Nicolás Ramírez

Personal information
- Full name: Edgar Nicolás Ramírez Ceceña
- Date of birth: February 16, 1974 (age 51)
- Place of birth: Tepic, Mexico
- Height: 1.74 m (5 ft 8+1⁄2 in)
- Position: Defensive midfielder

Senior career*
- Years: Team / Apps / (Gls)
- 1993–1999: Santos Laguna / 120 / (9)
- 1999: Cruz Azul / 9 / (0)
- 1999–2000: Toros Neza / 10 / (1)
- 2000: Pachuca / 8 / (0)
- 2000: Club América / 6 / (0)
- 2000–2001: Club León / 16 / (1)
- 2001–2002: Club Celaya / 35 / (2)
- 2002–2003: Club Puebla / 35 / (2)
- 2003–2004: Atlético Morelia / 21 / (0)
- 2004–2005: Atlas / 21 / (0)

International career^{‡}
- 1997–1998: Mexico / 19 / (0)

= Nicolás Ramírez (Mexican footballer) =

Mexican footballer (born 1974)

Edgar Nicolás Ramírez Ceceña (born February 16, 1974) is a Mexican former footballer who played as a defensive midfielder.

He started his career playing for Santos Laguna in 1993–94. By the Invierno 1996 season, Ramírez had become a starter in a championship-winning squad that also included Benjamín Galindo, Jared Borgetti, and Gabriel Caballero. Though Ramírez retained his place in defensive midfield in the following seasons, Santos experienced declining results and he transferred to Cruz Azul in 1999. He eventually represented ten different clubs, playing his final match in the top division with Atlas in 2005.

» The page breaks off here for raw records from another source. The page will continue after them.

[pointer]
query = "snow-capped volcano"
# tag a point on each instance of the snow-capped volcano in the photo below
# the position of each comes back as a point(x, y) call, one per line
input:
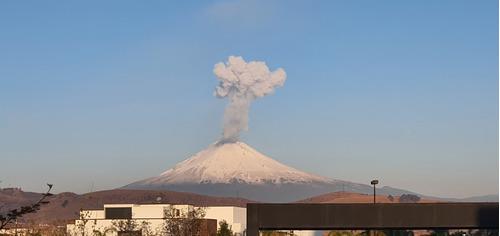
point(229, 163)
point(237, 170)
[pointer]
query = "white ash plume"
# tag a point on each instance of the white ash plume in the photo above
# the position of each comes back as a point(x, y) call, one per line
point(242, 82)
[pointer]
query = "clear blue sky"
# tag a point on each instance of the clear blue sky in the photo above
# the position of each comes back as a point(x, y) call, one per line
point(98, 94)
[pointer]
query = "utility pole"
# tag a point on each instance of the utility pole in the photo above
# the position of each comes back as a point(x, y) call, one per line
point(374, 182)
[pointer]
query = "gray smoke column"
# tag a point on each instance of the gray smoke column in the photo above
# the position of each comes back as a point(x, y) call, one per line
point(242, 82)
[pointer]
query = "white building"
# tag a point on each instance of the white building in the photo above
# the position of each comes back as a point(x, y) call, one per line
point(150, 219)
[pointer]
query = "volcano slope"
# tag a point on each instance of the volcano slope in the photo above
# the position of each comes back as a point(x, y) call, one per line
point(237, 170)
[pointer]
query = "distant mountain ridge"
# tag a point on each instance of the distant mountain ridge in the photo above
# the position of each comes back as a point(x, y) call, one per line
point(237, 170)
point(65, 206)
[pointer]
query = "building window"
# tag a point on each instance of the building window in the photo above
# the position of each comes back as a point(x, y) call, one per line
point(118, 213)
point(129, 233)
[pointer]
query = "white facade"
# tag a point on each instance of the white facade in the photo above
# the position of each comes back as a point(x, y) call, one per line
point(236, 217)
point(149, 219)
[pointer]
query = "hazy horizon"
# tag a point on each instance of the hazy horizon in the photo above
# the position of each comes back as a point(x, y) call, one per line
point(96, 95)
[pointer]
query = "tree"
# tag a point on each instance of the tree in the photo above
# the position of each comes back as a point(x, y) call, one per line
point(18, 213)
point(185, 225)
point(224, 229)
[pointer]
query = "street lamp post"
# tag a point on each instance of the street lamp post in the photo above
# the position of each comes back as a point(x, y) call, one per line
point(374, 182)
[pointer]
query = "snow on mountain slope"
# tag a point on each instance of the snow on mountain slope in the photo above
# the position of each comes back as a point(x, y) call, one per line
point(237, 170)
point(230, 163)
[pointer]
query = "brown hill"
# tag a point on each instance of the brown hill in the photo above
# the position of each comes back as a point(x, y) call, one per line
point(66, 206)
point(347, 197)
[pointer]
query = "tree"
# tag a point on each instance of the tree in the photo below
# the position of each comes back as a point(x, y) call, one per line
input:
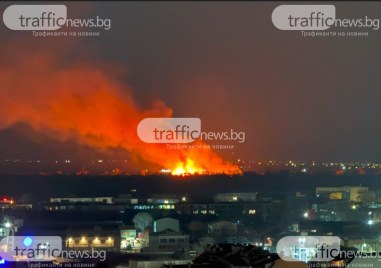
point(142, 220)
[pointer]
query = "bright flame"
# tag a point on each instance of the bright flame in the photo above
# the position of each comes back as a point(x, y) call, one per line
point(187, 168)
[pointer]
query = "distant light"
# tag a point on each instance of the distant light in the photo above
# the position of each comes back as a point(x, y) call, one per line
point(27, 241)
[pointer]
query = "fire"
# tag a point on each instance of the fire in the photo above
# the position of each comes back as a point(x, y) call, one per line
point(69, 98)
point(187, 168)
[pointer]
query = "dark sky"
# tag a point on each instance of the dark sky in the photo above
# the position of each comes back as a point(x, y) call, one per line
point(296, 98)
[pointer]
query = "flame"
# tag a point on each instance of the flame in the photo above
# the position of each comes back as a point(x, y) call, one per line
point(187, 168)
point(69, 98)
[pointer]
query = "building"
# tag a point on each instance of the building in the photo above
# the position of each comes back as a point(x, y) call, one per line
point(235, 197)
point(168, 241)
point(166, 223)
point(351, 193)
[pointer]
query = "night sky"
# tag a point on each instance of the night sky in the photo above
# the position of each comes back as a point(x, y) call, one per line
point(224, 62)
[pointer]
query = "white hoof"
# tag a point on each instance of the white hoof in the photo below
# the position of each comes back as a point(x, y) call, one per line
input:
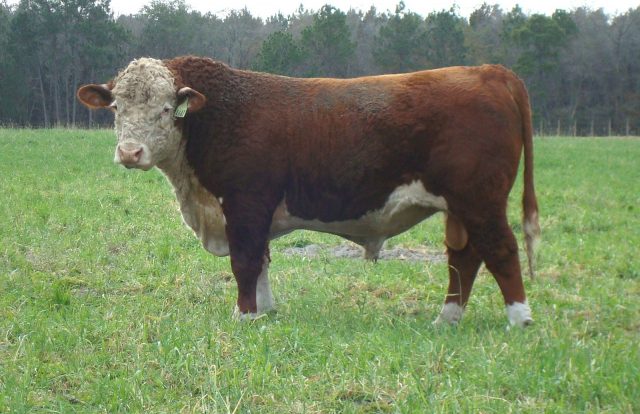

Ramírez also represented Mexico, making 19 international appearances. His first match came at the 1997 U.S. Cup against Denmark on January 17, 1997, a 3–1 victory in San Diego. Although he appeared in several qualifying matches and played all six games at the 1997 Copa America, he was not called up for the 1998 FIFA World Cup. He will also be remembered for his own goal in a World Cup qualifier against the United States on April 20, 1997, in Foxboro, Massachusetts, a match that ended in a 2–2 draw. His last international match occurred in Los Angeles on November 18, 1998, against Guatemala.

He is the brother of the famous international player Ramón Ramírez.